TensorSpeech / TensorFlowASR

:zap: TensorFlowASR: Almost State-of-the-art Automatic Speech Recognition in Tensorflow 2. Supported languages that can use characters or subwords
https://huylenguyen.com/asr
Apache License 2.0
929 stars 243 forks source link

token level timestep #78

Open Mddct opened 3 years ago

Mddct commented 3 years ago

Is it possible to output token level timestep?

eg: hello 100-600 world 712-900 .......

nglehuy commented 3 years ago

@Mddct I don't quite understand your question and example. Currently we tokenize string (aka label) into list of characters or list of subwords.

Mddct commented 3 years ago

Output label and its start time and end time in orign wav。

nglehuy commented 3 years ago

@Mddct Oh, currently we don't support that feature yet. But I'll look into it. Anyway, if you have any idea of doing that, especially for rnn transducer, can you update here?

Mddct commented 3 years ago

I am trying to do this feature now on transducer 。But I could not find any paper and article related。

Nguyễn Lê Huy notifications@github.com 于 2020年12月15日周二 下午10:48写道:

@Mddct https://github.com/Mddct Oh, currently we don't support that feature yet. But I'll look into it. Anyway, if you have any idea of doing that, especially for rnn transducer, can you update here?

— You are receiving this because you were mentioned. Reply to this email directly, view it on GitHub https://github.com/TensorSpeech/TensorFlowASR/issues/78#issuecomment-745340810, or unsubscribe https://github.com/notifications/unsubscribe-auth/ABFN3QYUJITAQYCUHIQ4Y53SU5ZLVANCNFSM4U22QBMA .

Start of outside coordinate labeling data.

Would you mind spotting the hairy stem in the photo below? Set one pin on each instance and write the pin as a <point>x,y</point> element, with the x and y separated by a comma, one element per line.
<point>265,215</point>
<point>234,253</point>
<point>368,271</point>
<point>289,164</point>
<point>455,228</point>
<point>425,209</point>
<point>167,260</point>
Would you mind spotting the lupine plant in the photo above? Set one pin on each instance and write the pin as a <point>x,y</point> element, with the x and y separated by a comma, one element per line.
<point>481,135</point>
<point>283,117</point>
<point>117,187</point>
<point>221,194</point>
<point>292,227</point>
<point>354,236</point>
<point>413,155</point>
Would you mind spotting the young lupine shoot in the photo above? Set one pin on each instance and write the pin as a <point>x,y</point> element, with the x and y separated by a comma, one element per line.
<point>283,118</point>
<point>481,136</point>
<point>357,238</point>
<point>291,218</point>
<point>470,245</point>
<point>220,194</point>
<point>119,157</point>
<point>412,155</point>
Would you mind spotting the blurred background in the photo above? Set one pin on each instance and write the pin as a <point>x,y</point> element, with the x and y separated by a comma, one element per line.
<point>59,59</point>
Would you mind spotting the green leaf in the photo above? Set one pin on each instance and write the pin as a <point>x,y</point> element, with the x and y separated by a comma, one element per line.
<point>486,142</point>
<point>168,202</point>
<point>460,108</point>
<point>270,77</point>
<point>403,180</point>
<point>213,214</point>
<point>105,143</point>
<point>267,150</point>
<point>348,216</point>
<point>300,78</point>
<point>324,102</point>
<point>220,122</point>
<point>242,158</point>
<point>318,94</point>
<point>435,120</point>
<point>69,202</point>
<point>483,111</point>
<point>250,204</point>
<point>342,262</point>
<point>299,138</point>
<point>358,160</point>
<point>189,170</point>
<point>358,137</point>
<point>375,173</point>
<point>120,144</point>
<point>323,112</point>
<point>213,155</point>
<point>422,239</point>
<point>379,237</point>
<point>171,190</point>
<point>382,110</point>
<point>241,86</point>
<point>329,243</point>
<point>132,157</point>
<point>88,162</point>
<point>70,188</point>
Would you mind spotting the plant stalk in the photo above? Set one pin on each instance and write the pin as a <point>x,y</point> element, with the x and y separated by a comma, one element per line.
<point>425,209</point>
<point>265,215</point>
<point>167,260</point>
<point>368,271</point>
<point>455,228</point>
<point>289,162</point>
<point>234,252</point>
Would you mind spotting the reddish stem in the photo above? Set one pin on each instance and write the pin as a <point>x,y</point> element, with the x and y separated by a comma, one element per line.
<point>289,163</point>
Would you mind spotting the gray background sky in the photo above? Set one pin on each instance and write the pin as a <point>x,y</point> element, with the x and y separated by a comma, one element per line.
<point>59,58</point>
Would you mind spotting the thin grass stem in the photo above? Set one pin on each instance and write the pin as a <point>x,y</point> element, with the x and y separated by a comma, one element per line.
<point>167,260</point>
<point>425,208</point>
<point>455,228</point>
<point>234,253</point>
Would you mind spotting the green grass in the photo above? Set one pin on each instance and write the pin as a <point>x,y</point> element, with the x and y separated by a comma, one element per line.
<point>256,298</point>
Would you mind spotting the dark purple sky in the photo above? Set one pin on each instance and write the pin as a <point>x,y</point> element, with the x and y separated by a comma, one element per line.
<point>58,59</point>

nglehuy commented 3 years ago

There's this but for CTC, maybe we can apply it with some modification.

Mddct commented 3 years ago

@usimarit It seems two steps: 1 calculate the mean_start_shift, mean_end_shift 2 apply shift on each start and end

I will evaluate the accuracy later. But for other language or own corpus, we need do force aligment to get time information。